THE RAYBRAZEN.COM STORY: PRELUDE



Back in 1997, the internet was a very, very different little beast. You had to tap into a telephone line to get online, and downloading took forever and a day. There was no Facebook, no Twitter, no Youtube, no Soundcloud. But the word was out that HTML was so easy a child could learn it, and the "homepage" craze had begun accordingly in earnest. Most of the people who were creating these pages had anything but talent and original ideas. Thus, you had 1,000 "websites" on the Beatles and Pink Floyd, and about half a billion Simpsons "homepages," all with the same damned completely generic content. The web in '97 was anything but a worldwide archive of everything that exists under the sun. There was no Google, only a gaggle of equally shitty search engines like Altavista and Lycos and I forget the names of the rest.

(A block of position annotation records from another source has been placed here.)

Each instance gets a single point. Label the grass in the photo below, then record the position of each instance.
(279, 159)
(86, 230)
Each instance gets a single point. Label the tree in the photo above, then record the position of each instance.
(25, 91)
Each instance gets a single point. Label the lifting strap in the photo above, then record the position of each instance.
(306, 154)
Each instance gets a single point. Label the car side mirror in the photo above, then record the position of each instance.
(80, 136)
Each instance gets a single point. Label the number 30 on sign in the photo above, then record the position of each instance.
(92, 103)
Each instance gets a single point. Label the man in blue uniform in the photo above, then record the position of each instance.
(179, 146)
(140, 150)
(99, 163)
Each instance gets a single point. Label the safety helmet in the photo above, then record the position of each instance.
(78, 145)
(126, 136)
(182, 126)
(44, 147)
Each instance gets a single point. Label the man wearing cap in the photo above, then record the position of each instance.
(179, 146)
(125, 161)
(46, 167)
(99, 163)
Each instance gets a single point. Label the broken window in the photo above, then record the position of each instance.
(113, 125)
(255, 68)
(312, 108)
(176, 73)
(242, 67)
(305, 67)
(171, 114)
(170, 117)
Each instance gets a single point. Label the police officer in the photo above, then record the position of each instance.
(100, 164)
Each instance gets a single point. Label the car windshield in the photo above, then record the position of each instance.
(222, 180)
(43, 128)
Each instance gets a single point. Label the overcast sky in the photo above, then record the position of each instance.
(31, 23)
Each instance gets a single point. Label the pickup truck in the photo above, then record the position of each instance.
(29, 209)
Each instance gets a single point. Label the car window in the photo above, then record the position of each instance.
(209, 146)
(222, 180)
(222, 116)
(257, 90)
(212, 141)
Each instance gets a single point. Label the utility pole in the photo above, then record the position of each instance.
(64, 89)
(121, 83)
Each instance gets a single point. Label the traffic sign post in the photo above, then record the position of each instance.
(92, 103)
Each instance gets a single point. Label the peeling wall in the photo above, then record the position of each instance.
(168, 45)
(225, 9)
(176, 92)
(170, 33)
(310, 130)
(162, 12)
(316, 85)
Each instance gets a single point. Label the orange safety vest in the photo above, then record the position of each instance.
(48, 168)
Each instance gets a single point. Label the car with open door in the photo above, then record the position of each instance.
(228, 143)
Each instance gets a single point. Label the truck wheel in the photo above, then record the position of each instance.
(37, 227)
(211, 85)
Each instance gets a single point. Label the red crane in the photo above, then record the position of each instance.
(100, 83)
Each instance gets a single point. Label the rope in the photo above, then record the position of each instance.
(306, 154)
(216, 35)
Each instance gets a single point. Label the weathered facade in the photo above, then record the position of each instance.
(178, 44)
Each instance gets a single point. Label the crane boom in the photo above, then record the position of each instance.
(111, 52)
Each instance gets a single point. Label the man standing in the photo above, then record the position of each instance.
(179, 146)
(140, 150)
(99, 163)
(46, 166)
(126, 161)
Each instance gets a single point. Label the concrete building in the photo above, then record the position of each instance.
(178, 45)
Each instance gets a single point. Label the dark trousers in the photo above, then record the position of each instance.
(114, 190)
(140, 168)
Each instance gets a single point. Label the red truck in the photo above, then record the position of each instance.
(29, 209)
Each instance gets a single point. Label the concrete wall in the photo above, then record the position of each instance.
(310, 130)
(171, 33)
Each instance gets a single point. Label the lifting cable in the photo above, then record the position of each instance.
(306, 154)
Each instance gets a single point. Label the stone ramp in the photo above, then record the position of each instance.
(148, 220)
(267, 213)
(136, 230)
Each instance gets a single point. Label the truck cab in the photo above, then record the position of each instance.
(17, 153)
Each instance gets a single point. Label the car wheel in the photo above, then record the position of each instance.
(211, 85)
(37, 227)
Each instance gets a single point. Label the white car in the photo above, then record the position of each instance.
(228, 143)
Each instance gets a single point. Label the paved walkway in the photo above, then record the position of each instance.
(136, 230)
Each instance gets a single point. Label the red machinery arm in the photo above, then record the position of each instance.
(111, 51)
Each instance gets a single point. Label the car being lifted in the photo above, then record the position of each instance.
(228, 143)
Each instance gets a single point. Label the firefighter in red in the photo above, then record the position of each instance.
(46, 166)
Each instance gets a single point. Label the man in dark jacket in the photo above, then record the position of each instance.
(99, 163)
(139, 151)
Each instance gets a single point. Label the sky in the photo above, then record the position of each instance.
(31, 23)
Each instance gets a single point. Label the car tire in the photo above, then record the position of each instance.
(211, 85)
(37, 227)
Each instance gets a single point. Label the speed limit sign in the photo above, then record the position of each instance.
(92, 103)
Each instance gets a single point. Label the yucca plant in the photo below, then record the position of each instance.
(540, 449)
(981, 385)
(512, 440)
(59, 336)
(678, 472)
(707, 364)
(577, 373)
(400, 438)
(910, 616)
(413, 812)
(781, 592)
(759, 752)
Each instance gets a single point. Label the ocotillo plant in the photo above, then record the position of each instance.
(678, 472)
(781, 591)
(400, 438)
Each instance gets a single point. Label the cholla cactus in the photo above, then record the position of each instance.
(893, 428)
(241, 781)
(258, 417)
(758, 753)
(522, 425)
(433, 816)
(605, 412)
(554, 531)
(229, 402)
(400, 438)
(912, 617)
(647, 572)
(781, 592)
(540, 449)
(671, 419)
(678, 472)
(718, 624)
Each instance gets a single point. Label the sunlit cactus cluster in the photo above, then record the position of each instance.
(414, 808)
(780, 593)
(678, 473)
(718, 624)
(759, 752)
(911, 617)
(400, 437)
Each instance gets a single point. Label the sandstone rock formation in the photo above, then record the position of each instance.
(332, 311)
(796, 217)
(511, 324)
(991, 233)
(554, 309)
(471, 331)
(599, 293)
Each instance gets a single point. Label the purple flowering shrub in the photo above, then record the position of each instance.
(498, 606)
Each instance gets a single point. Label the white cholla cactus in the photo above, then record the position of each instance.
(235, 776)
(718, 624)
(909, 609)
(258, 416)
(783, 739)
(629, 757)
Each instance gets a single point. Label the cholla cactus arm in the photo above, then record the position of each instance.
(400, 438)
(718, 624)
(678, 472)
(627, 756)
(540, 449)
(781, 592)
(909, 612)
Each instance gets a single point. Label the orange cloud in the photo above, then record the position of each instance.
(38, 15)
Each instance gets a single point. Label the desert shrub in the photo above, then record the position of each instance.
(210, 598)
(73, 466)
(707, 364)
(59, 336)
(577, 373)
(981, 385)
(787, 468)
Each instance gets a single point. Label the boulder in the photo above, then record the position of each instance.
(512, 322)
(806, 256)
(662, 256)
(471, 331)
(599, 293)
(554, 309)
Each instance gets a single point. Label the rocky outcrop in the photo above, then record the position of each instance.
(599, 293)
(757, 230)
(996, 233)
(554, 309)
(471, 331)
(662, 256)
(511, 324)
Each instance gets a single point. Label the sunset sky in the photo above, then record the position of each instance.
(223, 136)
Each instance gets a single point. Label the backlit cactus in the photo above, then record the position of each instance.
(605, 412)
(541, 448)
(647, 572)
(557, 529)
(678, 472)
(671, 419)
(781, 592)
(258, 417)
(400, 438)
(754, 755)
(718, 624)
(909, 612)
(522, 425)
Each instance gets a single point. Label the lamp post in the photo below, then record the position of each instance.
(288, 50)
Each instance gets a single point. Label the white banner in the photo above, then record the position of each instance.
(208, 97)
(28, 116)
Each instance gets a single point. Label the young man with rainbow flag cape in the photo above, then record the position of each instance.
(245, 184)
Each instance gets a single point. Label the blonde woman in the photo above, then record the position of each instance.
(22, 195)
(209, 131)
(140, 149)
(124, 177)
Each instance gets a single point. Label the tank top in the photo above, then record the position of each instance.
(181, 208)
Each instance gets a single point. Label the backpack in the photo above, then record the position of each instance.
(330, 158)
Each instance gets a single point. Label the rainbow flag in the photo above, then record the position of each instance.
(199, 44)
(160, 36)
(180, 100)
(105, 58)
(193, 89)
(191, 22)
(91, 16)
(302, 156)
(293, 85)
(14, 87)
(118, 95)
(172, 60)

The idea of a website devoted to a latin rock group whose records I'd discovered on a day trip to Mexico was certainly innovative for its time, but it seemed like an absurd idea to bring into this sort of online climate. Yet that's exactly what I did, though only after joking about it to myself for some time, I now admit. And again, none of today's powerhouse social media outlets existed then, so there seemed nowhere to promote my site but on those shitty search engines, which you had to send your web address to and then wait weeks for the listing to appear, and a seedy little garage-rock message board I never felt like I fit in on. But through some folks I met on that board I heard albums I'd not heard yet by the band in question, and through the search engines, my site quickly reached Mexico City... and Armando Nava, leader of Los Dug Dug's, that band whose music I'd first come across in Mexico.

Quite honestly, were I first discovering Los Dug Dug's today, I would definitely not be starting a site devoted to them. With every last bit of worldwide knowledge of music at our fingertips now, there would surely be no need to. The sites started by myself and so many others on Geocities and the like were primitive offerings in both content and design, created with the limited capacities of the web as it was in '97 in mind. These days the various templates are already in place so all you have to concern yourself with on your Facebook, Blogspot etc. is the content itself. But back then, I had to make do with what little I had available... including my own practically nonexistent design "skills."  Somehow, though... I got my message across. And oh, what I got in return for it all.

Over the course of several future posts I plan to tell the full story of raybrazen.com, the websites I produced and maintained under that banner from 1997 to 2010, and the amazing adventures, both good and bad, which came as a result of its many successes. Stay tuned, folks.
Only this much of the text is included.